People are starting to integrate digital technology into their lifestyle. Voice activated technology now controls people lives. It hold important and personal piece of information. But, can we fully trust technology to get it right?
The history of voice recognition
In 1952 the “Audrey”, the Automatic Digit Recognition machine, was created as the first voice recognition device. Audrey was created to understand voices and strings of digits. They had to have pauses in each sentence for it to be recognised.
“It could recognise the fundamental units of speech sounds, which are called phonemes.”
It became the foundational idea for what many of the speech recognition devices uses in later years and was ground breaking for its time.
In terms of Apple, they created Seri in 2011 when technology had become more advance since 1952. Seri’s successes can be linked to many things including the ability to understand speech in context, its witty and catty personality and its ability to access our calendar and contact. People lives evolve around the ability to use Seri as a quick short cut of transferring data. People where fascinated by the way in which Seri had the ability to interact with them in their day to day live.
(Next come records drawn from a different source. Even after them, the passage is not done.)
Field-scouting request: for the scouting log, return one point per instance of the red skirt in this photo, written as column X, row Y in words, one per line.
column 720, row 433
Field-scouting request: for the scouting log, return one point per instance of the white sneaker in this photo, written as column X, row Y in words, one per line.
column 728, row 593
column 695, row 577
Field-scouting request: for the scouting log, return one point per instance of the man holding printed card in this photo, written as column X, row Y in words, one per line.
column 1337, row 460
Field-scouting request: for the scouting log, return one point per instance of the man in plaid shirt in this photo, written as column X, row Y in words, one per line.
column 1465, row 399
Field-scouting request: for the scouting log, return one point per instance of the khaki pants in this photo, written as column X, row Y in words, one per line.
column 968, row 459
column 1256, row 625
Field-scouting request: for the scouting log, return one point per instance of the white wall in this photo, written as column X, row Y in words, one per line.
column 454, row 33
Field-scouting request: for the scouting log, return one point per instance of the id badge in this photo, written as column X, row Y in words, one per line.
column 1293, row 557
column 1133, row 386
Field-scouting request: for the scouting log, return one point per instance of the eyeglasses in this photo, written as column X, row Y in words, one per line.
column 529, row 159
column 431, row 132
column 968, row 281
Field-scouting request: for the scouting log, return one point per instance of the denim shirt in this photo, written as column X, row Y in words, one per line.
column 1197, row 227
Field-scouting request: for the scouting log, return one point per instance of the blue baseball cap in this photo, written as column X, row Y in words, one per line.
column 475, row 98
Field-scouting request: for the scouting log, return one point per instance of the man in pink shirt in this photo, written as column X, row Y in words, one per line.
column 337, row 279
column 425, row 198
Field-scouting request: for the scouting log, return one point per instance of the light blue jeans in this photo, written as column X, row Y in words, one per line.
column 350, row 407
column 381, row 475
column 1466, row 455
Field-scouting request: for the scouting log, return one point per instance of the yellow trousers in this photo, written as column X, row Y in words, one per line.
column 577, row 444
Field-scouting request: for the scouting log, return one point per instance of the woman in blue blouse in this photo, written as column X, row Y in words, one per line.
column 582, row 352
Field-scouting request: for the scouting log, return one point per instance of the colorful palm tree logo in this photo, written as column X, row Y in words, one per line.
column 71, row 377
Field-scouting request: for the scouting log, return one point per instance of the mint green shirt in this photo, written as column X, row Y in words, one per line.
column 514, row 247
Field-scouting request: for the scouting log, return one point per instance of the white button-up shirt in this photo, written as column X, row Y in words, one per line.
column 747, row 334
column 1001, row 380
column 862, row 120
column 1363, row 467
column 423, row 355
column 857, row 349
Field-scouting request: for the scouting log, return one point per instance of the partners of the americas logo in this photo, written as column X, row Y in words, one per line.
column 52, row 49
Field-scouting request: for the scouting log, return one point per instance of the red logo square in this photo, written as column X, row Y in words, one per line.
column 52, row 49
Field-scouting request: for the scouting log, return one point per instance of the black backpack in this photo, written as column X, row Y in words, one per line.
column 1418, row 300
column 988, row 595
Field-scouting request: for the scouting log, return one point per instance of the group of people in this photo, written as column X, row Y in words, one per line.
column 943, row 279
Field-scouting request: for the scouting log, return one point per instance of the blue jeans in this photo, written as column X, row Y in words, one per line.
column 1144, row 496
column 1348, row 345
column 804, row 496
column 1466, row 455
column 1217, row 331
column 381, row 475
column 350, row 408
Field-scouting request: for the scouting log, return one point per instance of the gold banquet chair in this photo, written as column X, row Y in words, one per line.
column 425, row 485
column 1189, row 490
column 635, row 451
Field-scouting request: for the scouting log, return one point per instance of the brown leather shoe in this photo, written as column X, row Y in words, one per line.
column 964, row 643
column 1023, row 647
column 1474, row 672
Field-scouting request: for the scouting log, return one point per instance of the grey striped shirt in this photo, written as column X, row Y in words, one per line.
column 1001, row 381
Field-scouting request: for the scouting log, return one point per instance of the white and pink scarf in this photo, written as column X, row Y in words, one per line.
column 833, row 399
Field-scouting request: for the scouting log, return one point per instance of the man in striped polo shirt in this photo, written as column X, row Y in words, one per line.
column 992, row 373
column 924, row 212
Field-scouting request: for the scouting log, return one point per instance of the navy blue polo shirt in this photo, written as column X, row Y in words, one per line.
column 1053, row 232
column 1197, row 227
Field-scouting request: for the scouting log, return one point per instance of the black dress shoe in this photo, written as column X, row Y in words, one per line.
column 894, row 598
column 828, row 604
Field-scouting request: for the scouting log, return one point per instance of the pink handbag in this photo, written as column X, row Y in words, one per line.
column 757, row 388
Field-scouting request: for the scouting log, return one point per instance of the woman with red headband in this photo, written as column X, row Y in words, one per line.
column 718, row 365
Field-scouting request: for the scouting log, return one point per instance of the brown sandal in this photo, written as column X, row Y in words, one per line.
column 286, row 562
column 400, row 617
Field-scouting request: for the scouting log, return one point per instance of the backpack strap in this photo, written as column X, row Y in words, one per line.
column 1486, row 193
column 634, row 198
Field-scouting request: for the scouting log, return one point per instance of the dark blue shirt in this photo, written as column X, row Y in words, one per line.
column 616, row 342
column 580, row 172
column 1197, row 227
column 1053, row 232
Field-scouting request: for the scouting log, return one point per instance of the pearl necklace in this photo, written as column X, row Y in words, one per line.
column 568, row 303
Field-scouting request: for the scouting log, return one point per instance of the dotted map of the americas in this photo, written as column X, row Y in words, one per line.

Many people we be asking for the Amazon Eco, during the festive period, to be brought to them by Santa. This is a device similar to that of a smart phone which listens out for its commands. All you need to do is
call Alexa by name followed by command or instruction, allowing it to perform different tasks. Alexa is able to turn on music, tell you the weather and even turn on other devices it is linked to. This is similar to the capabilities of Seri.
Staying in the holiday spirt, many families are continuing to use Alexa as a Christmas Countdown. You can ask Alexa “how many sleeps till Christmas”. It will tell you followed by a message from Father Christmas himself updating the children on his preparations for the big day.
To keep the magic of the season alive, this is a very interesting and effective way of utilising voice activated technology.
In addition, voice activated technology can also be dangerous in the hands of the wrong people.
BBC and HSBC
Intrusting our personal information to digital devices, in this modern high tech society, has become second nature to many people. Nevertheless, there are some dangers which entails this. A investigation performed by the BBC highlighted the limitation of the security in HSBC security voice recognition in May 2017. The BBC used identical twin brothers to try and access one signal bank account in HSBC via the use of voice recognition. What they concluded, shocked many peoples. This is because it was unable to distinguish one brother to another. It granted assess to both of them. This is one of the faults of entrusting digital technology with personal data.
Google now also experienced some vulnerabilities in the voice controlled games, one of which used which sent messages to a third party company. This allows hackers to gin personal information. Once again, this can give them access to your bank account, by naively tricking you into producing answers to security questions.
Is big brother listening into all conversations? There has been reports that advertisers are listening into conversation’s and choosing the correct advertisement based on is said.
The nature of the voice activated devise is to listen to what you are saying. They await their wake word, which is most commonly their name. It should not be surprise that its is always listening. Where does all this useless data of our conversations go? I don’t think that we will ever know.
What Is The Solution?
This voice activated technology has started to become a part of our society and its hard to escape it now. It does have its benefits in aiding the mundane everyday. As technology advances so will hankers. Their determination to get more and more data from the innocent will drive toward voice actived technology. As a result, there should be a more awareness of the disadvantages of this digital technology, so that people can protect themselves and their personal data.